We must also hold ourselves to similar stands of evidence. We do not claim that we taught the topic well; that we have a strong subject knowledge; that the class enjoyed our lessons; that we are a supportive tutor, and the like, without checking we can justify such claims: not as aspirations, intentions, or promises - but rather in terms of evidence that would convince reasonable, well-informed ‘critical friends’. It is that kind of attitude which allows us to be professionals, which allows us to improve, and which will benefit those we work with and for.
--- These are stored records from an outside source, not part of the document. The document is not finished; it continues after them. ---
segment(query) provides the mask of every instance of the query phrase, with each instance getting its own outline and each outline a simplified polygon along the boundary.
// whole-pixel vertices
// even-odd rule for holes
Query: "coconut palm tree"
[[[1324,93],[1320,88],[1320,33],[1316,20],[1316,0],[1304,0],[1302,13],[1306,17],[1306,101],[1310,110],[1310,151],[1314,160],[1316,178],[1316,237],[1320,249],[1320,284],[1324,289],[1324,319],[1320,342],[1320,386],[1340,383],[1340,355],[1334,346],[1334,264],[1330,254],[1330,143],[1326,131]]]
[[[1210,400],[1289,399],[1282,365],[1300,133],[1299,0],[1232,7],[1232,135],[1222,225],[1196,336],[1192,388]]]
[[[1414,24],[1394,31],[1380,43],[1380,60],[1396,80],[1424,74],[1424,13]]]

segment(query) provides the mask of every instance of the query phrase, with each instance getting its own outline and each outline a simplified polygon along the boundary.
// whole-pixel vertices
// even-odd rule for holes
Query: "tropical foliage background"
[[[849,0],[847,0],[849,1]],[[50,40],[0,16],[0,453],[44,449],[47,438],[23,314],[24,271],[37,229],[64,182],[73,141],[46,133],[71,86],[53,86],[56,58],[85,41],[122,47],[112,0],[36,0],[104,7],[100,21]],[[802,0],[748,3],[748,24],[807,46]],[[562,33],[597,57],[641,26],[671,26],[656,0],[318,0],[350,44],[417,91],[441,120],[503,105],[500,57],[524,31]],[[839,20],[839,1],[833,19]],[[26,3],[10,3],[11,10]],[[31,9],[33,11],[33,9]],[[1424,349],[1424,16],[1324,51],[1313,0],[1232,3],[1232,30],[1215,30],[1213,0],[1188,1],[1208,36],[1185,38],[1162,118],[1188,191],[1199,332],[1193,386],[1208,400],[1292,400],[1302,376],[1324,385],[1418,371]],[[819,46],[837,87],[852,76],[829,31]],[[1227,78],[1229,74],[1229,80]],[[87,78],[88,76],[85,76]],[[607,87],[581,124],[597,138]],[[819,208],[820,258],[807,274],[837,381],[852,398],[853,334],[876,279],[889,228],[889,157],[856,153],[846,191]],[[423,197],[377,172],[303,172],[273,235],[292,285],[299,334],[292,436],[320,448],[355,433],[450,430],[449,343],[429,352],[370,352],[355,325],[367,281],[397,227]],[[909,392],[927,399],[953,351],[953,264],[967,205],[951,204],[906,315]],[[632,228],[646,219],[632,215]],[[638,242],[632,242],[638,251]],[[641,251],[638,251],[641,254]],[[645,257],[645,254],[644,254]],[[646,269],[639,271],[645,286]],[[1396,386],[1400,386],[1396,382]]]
Learning about the nature of educational research, and how to collect and analyse data as part of our practice, contributes to this. 

So AF1-5 are not facts, and presenting them above does not make them so. JoTTER is an in-house journal to disseminate, and act as a showcase, for small-scale practitioner research undertaken by novice educational researchers beginning their teaching careers. It is important not by virtue of being a top-ranked journal (it clearly is not), but because it represents a commitment to equipping new teachers with the means to sort ‘truth’ claims and to evaluate alternative facts. It does not promise 'the truth'. But it does offer accounts of some genuine attempts at enquiry that respect the truth. That is more than enough to recommend it to you.